Si possono gestire le presentazioni importanti senza ansiolitici?
Sì, e per la maggior parte delle persone è la strada migliore. Tecniche di respirazione diaframmatica, esposizione graduale, ristrutturazione cognitiva dei pensieri catastrofici e preparazione mirata abbassano significativamente l’attivazione fisica. I farmaci possono servire in situazioni acute e transitorie, ma non insegnano al sistema nervoso a gestire la pressione: solo l’allenamento fa quel lavoro.
Come si distingue l’ansia da prestazione dal burnout vero e proprio?

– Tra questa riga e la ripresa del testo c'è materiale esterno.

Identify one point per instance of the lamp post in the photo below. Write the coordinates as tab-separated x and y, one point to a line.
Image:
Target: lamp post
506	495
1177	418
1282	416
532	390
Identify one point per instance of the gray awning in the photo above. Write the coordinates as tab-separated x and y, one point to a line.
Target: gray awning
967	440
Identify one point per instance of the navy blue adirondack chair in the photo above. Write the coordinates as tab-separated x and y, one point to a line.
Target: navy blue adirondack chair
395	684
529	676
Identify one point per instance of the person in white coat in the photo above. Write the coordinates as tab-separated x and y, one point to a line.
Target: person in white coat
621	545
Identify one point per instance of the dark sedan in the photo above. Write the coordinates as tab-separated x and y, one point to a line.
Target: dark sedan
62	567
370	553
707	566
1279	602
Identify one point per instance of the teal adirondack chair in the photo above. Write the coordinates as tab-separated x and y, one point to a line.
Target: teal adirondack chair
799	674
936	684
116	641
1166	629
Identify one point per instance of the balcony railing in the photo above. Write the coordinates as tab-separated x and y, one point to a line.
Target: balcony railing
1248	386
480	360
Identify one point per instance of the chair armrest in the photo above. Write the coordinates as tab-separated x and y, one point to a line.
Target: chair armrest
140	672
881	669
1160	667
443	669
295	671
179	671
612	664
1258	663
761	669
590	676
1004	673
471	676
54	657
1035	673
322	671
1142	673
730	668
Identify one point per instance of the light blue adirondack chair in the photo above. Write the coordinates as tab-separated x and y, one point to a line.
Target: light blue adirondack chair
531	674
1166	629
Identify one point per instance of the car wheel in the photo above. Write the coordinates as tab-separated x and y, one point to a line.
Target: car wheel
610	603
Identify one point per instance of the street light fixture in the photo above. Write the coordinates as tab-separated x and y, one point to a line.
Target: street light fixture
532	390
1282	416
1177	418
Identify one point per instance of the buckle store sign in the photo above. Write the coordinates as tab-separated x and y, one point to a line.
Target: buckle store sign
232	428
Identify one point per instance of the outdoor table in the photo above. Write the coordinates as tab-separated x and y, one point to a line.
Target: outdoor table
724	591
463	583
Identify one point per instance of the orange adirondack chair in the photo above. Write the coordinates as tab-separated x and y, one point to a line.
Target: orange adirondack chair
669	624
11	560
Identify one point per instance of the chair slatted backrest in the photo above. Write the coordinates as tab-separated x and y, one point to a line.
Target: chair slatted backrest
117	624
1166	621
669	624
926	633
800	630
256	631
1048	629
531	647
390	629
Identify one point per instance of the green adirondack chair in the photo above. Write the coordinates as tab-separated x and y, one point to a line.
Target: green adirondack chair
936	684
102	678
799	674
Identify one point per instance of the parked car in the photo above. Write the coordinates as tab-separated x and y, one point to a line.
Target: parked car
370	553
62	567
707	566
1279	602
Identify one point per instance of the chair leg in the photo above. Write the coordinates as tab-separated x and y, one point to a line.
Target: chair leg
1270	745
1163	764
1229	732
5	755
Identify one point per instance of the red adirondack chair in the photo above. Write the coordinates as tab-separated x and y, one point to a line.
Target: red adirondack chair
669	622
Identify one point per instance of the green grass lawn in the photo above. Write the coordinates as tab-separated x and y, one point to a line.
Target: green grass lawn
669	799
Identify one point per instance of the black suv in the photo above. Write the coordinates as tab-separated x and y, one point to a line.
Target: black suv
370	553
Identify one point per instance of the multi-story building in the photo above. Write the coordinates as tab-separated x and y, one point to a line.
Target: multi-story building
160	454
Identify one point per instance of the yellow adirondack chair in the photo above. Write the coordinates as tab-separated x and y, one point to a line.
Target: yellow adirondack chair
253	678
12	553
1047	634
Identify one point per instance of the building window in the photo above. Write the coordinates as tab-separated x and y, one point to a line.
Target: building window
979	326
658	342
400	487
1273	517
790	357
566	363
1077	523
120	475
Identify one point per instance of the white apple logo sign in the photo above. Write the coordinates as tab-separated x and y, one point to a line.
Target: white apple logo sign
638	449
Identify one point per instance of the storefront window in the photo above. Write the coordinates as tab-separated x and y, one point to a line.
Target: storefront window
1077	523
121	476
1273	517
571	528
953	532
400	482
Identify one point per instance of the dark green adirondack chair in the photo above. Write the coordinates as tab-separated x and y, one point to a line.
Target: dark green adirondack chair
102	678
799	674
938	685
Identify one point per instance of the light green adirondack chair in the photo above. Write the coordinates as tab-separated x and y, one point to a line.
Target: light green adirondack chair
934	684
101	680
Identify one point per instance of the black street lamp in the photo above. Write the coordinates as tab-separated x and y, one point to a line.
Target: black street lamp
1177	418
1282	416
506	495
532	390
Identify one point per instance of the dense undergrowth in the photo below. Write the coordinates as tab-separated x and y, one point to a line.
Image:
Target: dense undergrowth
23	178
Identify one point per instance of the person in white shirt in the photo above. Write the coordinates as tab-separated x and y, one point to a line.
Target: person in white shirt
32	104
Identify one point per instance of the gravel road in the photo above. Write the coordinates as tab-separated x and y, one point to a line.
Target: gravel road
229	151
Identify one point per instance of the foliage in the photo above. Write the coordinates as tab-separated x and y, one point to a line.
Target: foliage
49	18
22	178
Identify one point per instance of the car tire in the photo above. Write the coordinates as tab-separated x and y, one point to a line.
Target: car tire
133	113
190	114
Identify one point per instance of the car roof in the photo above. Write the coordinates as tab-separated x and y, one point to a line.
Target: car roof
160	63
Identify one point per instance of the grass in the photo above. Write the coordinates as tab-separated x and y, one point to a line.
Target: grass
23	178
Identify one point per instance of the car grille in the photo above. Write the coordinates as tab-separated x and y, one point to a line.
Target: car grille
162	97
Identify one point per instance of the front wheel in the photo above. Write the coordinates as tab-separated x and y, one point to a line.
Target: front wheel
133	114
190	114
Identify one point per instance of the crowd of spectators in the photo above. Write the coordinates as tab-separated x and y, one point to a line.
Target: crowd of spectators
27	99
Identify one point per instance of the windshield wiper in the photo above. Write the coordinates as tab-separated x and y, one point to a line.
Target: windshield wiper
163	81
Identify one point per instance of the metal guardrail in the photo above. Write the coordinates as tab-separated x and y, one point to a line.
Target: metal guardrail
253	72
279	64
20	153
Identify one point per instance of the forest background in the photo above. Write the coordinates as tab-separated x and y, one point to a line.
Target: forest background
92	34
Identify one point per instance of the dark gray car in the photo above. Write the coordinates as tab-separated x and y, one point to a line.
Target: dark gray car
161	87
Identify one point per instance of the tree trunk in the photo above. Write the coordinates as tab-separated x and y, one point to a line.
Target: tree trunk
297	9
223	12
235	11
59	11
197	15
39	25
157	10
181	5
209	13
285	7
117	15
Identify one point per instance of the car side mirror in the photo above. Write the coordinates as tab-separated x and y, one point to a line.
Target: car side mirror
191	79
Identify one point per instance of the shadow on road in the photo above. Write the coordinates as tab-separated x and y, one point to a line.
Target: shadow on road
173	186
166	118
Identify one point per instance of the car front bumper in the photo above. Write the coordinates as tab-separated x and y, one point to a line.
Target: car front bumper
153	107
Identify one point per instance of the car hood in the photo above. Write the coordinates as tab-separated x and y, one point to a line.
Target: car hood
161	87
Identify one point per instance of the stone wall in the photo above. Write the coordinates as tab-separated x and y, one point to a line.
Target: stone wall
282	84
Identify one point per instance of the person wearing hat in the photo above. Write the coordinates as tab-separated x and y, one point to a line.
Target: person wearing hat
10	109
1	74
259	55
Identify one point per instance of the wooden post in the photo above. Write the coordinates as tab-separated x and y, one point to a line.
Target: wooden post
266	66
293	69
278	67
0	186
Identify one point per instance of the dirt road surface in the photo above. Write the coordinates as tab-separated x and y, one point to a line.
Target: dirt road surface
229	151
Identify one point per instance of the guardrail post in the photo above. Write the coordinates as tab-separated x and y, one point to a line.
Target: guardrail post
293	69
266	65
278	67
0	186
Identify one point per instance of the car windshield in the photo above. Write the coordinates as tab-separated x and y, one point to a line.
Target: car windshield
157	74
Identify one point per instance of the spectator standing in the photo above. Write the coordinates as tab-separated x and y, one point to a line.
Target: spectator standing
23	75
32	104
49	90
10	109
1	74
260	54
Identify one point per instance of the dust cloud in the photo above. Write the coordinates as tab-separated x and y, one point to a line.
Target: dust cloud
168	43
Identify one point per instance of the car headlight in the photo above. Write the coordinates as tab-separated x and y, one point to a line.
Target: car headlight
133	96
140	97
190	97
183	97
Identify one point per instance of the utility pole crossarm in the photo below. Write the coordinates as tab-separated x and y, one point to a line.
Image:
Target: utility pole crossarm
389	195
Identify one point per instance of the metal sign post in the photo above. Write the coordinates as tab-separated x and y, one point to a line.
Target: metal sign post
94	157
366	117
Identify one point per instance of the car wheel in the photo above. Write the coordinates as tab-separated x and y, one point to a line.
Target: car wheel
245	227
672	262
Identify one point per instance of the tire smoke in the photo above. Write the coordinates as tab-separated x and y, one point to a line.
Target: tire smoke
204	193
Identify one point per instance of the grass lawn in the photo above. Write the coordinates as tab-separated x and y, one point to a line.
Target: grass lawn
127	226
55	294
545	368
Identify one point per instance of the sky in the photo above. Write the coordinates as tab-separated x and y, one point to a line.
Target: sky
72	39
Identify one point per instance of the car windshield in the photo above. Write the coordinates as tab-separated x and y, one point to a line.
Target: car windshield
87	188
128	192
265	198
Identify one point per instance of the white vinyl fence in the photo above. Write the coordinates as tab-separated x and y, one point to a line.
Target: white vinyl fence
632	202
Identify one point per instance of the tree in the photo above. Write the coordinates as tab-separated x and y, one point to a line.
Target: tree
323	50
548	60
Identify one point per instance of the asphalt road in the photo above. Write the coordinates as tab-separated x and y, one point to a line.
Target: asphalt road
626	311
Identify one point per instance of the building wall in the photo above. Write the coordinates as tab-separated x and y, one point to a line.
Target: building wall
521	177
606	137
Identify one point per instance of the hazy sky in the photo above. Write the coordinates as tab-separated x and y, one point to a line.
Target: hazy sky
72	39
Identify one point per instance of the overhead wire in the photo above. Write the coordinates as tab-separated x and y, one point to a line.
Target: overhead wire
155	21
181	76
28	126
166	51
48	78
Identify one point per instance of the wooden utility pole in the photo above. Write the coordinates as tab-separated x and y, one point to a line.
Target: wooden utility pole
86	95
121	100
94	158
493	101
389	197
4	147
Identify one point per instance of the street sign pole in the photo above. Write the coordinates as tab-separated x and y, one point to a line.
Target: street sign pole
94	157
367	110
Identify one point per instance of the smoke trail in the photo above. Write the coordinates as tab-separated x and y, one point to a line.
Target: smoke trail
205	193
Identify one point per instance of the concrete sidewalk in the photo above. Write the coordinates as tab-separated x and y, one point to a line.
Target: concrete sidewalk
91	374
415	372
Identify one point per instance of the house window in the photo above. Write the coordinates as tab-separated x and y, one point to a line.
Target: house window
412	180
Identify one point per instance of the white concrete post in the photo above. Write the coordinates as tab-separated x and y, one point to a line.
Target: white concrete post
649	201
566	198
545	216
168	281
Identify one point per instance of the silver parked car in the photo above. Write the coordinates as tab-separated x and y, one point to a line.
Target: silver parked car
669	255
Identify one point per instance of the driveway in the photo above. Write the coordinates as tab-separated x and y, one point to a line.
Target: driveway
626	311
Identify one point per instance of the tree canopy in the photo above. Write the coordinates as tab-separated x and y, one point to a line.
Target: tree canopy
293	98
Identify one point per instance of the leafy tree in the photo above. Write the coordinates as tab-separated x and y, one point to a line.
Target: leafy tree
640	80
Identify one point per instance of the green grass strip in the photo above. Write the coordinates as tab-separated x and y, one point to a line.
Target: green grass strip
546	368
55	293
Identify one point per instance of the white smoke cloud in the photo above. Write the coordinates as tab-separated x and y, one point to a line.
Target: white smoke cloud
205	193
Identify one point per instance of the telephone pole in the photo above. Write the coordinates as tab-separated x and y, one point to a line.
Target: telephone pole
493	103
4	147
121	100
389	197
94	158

L’ansia da prestazione è circoscritta: si attiva prima e durante momenti specifici, e si placa una volta superato l’evento. Il burnout invece è diffuso e cronico: stanchezza che non passa col riposo, cinismo verso il lavoro, sensazione di vuoto generalizzata. Se i sintomi durano anche nei weekend e in vacanza, probabilmente non è solo ansia da prestazione.
Parlarne con il proprio capo è una buona idea o un rischio professionale?
Dipende dalla cultura aziendale e dalla relazione con il responsabile. In ambienti maturi, dire “in questo periodo ho bisogno di lavorare meglio sul mio carico mentale” può aprire collaborazione e protezione. In ambienti tossici, può diventare una vulnerabilità usata contro di te. Valuta con onestà prima di parlare, e considera prima un confronto con HR o un coach esterno.